Katahdin leaders directed to work together

Posted Nov. 03, 2008, at 11:26 p.m.
Last modified March 20, 2011, at 6 a.m.

EAST MILLINOCKET, Maine — If Katahdin region leaders cannot develop a regional economic development plan to spend $75,000 created by the temporary shutdown of a Millinocket paper mill, Eastern Maine Development Corp. will do it for them.

Maine Economic and Community Development Department officials relayed that message to the towns’ officials Monday in response to complaints that Millinocket leaders had their town designated the region’s new economic development agency, and received a $75,000 payment for it, before the other towns knew of it.

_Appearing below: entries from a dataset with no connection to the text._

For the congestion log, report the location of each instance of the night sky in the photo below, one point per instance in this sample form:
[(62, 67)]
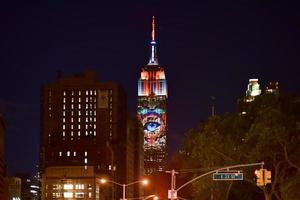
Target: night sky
[(207, 49)]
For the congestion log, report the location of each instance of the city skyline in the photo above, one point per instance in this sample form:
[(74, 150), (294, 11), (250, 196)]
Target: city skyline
[(208, 50)]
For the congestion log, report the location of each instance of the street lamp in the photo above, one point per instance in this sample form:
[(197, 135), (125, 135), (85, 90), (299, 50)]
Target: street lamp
[(150, 196), (144, 182)]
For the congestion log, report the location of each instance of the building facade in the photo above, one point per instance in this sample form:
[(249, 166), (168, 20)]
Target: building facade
[(15, 188), (84, 131), (152, 110)]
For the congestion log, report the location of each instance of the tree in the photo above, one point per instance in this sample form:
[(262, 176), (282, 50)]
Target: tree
[(269, 132)]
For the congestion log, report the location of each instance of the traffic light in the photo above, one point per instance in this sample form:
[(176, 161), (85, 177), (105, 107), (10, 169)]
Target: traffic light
[(259, 173), (268, 176)]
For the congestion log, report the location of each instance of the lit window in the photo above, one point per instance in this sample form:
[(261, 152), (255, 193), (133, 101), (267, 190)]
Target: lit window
[(79, 195), (68, 194)]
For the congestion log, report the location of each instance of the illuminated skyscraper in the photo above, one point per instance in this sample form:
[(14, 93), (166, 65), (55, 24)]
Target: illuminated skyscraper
[(152, 110)]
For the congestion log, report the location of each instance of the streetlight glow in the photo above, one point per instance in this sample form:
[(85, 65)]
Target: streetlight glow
[(102, 180)]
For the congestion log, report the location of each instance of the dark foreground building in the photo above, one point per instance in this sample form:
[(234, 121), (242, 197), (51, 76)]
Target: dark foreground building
[(84, 137), (152, 110)]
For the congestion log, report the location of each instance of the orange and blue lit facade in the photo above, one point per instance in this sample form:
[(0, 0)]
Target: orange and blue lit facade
[(152, 110)]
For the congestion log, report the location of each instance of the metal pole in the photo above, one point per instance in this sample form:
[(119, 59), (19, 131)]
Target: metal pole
[(124, 191)]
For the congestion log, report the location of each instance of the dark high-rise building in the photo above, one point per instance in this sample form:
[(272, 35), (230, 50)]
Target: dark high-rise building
[(83, 137), (152, 110)]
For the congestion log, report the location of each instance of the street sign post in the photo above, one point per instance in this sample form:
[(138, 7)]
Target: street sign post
[(228, 176)]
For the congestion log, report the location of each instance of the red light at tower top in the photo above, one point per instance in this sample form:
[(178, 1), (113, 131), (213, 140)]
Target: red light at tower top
[(153, 28)]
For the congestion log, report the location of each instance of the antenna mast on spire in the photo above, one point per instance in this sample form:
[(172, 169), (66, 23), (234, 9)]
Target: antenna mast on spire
[(153, 57), (153, 28)]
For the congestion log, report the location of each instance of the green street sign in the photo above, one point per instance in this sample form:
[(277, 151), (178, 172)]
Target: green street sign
[(224, 176)]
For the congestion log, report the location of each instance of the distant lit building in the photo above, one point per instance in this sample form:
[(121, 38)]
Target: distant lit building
[(273, 88), (253, 90), (3, 178), (15, 188), (152, 110), (83, 137)]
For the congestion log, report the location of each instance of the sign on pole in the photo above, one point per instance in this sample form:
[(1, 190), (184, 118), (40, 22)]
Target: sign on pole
[(228, 176)]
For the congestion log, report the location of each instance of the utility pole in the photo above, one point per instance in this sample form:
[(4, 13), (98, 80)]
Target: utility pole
[(173, 192)]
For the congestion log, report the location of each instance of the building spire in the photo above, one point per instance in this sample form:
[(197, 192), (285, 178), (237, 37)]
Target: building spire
[(153, 56), (153, 28)]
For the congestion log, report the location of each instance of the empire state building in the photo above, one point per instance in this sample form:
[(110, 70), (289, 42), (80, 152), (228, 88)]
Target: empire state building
[(152, 110)]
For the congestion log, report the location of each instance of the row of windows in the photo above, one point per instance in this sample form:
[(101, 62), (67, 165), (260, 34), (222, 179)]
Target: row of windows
[(87, 99), (87, 119), (87, 126), (87, 113), (68, 153), (87, 92), (87, 106)]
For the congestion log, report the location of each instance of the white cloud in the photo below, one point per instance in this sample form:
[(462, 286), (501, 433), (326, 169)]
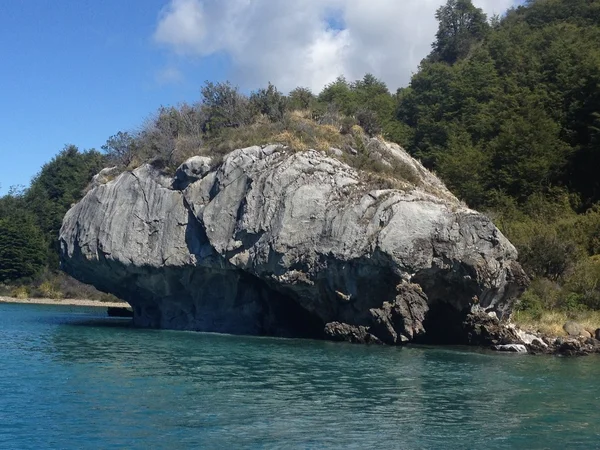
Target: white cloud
[(292, 43), (168, 75)]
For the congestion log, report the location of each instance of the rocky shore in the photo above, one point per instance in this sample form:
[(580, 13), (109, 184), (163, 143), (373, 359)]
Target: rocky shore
[(64, 302), (272, 241), (487, 331)]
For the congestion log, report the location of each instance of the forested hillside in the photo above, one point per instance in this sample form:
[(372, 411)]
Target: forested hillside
[(506, 110)]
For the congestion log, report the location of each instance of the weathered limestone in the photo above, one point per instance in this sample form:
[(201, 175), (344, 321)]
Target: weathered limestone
[(290, 244)]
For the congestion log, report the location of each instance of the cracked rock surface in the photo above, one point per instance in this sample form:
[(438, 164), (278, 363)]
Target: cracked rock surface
[(274, 242)]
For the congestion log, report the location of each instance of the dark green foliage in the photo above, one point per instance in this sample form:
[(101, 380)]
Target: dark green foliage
[(300, 99), (269, 102), (120, 149), (23, 250), (461, 26), (224, 106)]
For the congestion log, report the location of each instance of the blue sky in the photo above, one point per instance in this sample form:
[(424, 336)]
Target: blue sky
[(78, 71)]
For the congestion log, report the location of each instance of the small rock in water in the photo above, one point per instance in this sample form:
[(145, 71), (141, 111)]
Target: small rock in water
[(513, 348)]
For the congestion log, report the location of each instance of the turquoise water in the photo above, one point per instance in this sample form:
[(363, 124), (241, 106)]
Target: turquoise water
[(70, 378)]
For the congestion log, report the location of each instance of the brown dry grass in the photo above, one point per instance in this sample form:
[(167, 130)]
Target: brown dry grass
[(551, 322)]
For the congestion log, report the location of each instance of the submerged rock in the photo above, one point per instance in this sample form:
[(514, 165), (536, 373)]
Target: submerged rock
[(287, 243)]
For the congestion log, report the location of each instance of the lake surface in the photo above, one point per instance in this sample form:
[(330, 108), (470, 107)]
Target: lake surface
[(71, 379)]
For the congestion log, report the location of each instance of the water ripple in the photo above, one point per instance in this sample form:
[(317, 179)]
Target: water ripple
[(69, 379)]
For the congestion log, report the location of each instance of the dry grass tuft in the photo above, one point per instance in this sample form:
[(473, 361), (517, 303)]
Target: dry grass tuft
[(551, 322)]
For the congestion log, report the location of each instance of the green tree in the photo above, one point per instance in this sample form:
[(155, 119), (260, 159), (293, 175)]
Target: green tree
[(269, 102), (461, 26), (23, 250)]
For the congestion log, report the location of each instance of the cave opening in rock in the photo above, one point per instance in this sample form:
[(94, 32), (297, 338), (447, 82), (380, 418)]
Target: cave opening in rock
[(443, 326)]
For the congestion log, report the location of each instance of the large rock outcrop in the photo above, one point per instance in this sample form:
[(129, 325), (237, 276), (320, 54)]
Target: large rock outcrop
[(277, 242)]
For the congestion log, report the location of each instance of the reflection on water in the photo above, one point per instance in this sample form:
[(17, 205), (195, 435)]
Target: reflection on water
[(75, 382)]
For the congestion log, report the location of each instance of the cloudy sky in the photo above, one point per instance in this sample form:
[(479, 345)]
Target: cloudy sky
[(77, 71)]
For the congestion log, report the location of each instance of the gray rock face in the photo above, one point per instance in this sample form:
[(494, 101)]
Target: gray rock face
[(290, 244), (575, 329)]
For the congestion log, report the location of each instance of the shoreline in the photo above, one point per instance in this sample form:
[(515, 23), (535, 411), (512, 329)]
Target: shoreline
[(64, 302)]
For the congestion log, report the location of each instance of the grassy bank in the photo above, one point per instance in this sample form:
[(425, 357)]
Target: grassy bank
[(551, 322), (64, 302)]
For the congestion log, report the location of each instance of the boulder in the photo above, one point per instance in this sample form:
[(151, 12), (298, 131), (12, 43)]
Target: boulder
[(192, 170), (512, 348), (284, 243), (575, 329), (485, 330)]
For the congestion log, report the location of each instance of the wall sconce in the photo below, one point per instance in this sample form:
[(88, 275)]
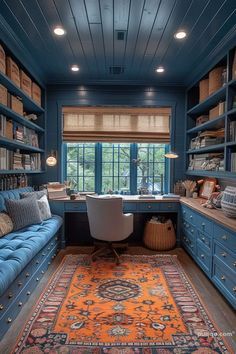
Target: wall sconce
[(52, 159)]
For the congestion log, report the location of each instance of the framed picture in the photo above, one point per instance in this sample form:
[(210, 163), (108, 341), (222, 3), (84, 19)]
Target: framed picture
[(207, 188)]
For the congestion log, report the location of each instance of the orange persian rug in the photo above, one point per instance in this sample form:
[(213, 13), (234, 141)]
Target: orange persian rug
[(144, 305)]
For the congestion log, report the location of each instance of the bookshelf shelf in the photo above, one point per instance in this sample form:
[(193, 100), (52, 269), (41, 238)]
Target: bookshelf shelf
[(214, 123), (20, 119), (17, 145), (28, 103), (219, 147), (217, 135), (22, 141), (13, 172)]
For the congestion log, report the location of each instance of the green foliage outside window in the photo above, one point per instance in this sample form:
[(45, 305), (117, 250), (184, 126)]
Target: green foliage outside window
[(111, 167)]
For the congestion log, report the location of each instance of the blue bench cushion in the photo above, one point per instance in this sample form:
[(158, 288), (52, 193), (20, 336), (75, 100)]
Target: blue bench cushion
[(19, 247)]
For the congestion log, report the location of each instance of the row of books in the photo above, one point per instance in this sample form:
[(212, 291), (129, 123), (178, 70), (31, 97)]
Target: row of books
[(11, 160), (232, 130), (18, 132), (233, 162), (207, 162)]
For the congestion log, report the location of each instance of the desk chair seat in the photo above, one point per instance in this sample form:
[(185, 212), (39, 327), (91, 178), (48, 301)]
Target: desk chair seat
[(107, 222)]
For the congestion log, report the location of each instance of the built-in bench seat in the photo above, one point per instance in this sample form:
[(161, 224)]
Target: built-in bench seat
[(25, 255)]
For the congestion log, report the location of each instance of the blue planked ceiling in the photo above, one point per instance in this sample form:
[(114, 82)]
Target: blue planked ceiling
[(91, 37)]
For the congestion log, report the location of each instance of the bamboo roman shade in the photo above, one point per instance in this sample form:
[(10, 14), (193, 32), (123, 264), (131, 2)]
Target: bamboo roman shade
[(116, 124)]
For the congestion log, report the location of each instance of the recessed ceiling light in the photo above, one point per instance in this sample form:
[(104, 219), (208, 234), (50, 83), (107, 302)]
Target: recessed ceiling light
[(59, 31), (75, 68), (160, 69), (180, 35)]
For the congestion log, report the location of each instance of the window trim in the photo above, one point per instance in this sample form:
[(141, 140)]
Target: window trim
[(133, 167)]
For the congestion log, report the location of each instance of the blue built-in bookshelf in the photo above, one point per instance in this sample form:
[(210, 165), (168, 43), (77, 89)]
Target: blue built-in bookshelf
[(22, 140), (211, 122)]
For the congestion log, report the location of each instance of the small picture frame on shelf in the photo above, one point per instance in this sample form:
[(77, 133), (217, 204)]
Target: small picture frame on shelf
[(207, 188)]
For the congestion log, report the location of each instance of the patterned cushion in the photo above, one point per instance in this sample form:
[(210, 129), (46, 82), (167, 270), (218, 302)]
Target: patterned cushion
[(23, 212), (6, 224), (44, 208), (38, 194)]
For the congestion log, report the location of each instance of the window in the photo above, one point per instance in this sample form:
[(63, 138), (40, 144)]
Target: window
[(80, 166), (118, 167), (151, 167)]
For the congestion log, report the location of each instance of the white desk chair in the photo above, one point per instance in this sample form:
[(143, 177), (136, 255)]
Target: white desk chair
[(107, 222)]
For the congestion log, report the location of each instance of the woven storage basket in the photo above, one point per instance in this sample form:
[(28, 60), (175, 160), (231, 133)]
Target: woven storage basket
[(203, 89), (215, 79), (158, 236)]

DECD Commissioner John Richardson ordered the money frozen until a plan is developed. If that doesn’t happen, EMDC, a regional development agency on retainer with Millinocket, will develop one, he said.

“I regret that there was not more communication about this before it got to this point,” Richardson said Monday. “Maybe I should have given things more thought or checked into things more thoroughly. The situation could have been handled better.”

Board of Selectmen Chairman Mark Scally told the board Monday that he was pleased that Richardson agreed with his interpretation of Millinocket’s town charter, which he aired last week.

As amended in 2002, the charter states: “If there is a paper mill closing, the owner of the hydropower facilities shall pay an annual amount of $75,000 to the economic development body serving the Katahdin region as identified by” DECD to offset the impact of a shutdown.

The Millinocket mill, which is owned by Brookfield Asset Management of Toronto, shut down on Sept. 2. Hydro facilities owner Brookfield Renewable Resources paid the money the next month.

In two letters and an e-mail to Gov. John Baldacci and a Brookfield official, Millinocket Town Manager Eugene Conlogue sought the development designation without mentioning regional plans.

“This designation will allow the Town to receive $75,000.00 [from Brookfield] per the terms” of the charter, Conlogue wrote in a letter dated Sept. 25. “Governor, the Town needs your assistance in this matter and time is of essence.”

Richardson said he made it clear in subsequent conversations with Conlogue that the money must be used regionally. Richardson said DECD officials were surprised to learn that East Millinocket and Medway officials didn’t know of the designation when the check was cashed.

The charter, Richardson said, does not allow the towns to divide the money. Magic — an economic development agency that David Dickey, chairman of the Medway Board of Selectmen, said represents Medway now and represented the towns in 2002 — doesn’t fit the bill.

“The towns need an agency that they can all work with, and EMDC is a very good agency,” Richardson said.

Scally agreed that dividing the money evenly would be unfair to Millinocket, which for several years had spent more economic development money than the other towns.

“The important thing is to move on,” Scally said.

Dickey and Conlogue could not be reached for comment Monday.

Medway Administrative Assistant Kathy Lee was satisfied with Richardson’s decision, but hoped that Millinocket officials’ actions would not damage regional political relations. She hoped any plan would incorporate Woodville, Patten, Sherman and other areas hurt by the mill closing.

“I regret that this came up after the three towns had been working together so well on the schools and other issues,” Lee said. “The $75,000 is really not a lot of money, so to have something like this cause damage would be unfortunate.”